Abandoned Hinds County School, Utica, Mississippi

Just south of the Morning Star Baptist Church at the junction of Old Port Gibson and Adams Station Roads is a one-floor, two-room cinder block school building. It has been unused for at least a decade, and part of the roof is collapsing.
This was a basic cinderblock building with steel push-out windows.
Windows facing the south let in plenty of sunshine.
My friend from Utica told me that many of these simple, two-room schools were built in the late-1960s - early 1970s for the Head Start program. They were funded by Lyndon Johnson's Great Society program in the late 1960s. According to Wikipedia,
The most important educational component of the Great Society was the Elementary and Secondary Education Act of 1965, designed by Commissioner of Education Francis Keppel. It was signed into law on April 11, 1965, less than three months after it was introduced. It ended a long-standing political taboo by providing significant federal aid to public education, initially allotting more than $1 billion to help schools purchase materials and start special education programs to schools with a high concentration of low-income children. During its first year of operation, the Act authorized a $1.1 billion program of grants to states, for allocations to school districts with large numbers of children of low income families, funds to use community facilities for education within the entire community, funds to improve educational research and to strengthen state departments of education, and grants for purchase of books and library materials. The Act also established Head Start, which had originally been started by the Office of Economic Opportunity as an eight-week summer program, as a permanent program.
The inside is a mess, with stacked up old furniture and piles of papers.
There are even two pianos waiting for restoration. Much of this furniture may be from the Morning Star church, using this as a convenient storage shed.
As a photographer, I love the patterns of shadow and light around furniture.
 
The roof is collapsing over the small side rooms that contained the toilets.

Schools tell us a lot about our society, our respect for learning, and about our optimism for the future.
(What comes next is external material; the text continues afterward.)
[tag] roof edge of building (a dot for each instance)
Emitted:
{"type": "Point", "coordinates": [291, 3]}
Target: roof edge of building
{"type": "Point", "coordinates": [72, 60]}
I am glad some one built this modest little facility but am sad it was abandoned. Hopefully, the contemporary Head Start children have a better facility. If any readers have more information about this and other schools, please let me know.

If you are interested in some other abandoned schools:

Utica High School
The Speed Street school in Vicksburg
Two-room schoolhouse in Carpenter
Yazoo County Ag. High School, Benton
The Bonner Campbell Institute, Edwards

I took these digital frames with a tripod-mounted Fuji X-E1 digital camera and the 27 mm ƒ/2.8 lens.  The little Fuji does a nice job with color balance inside. 

Update December 2020: Mississippi Department of Archives and History sponsored a renovation of the school. It has been re-roofed and repainted. Some windows are covered with plywood panels. Ultimate use: unknown.

1 comment:

Anonymous said...

The Hinds County school in this article has been at least partially restored by someone as of September 2019.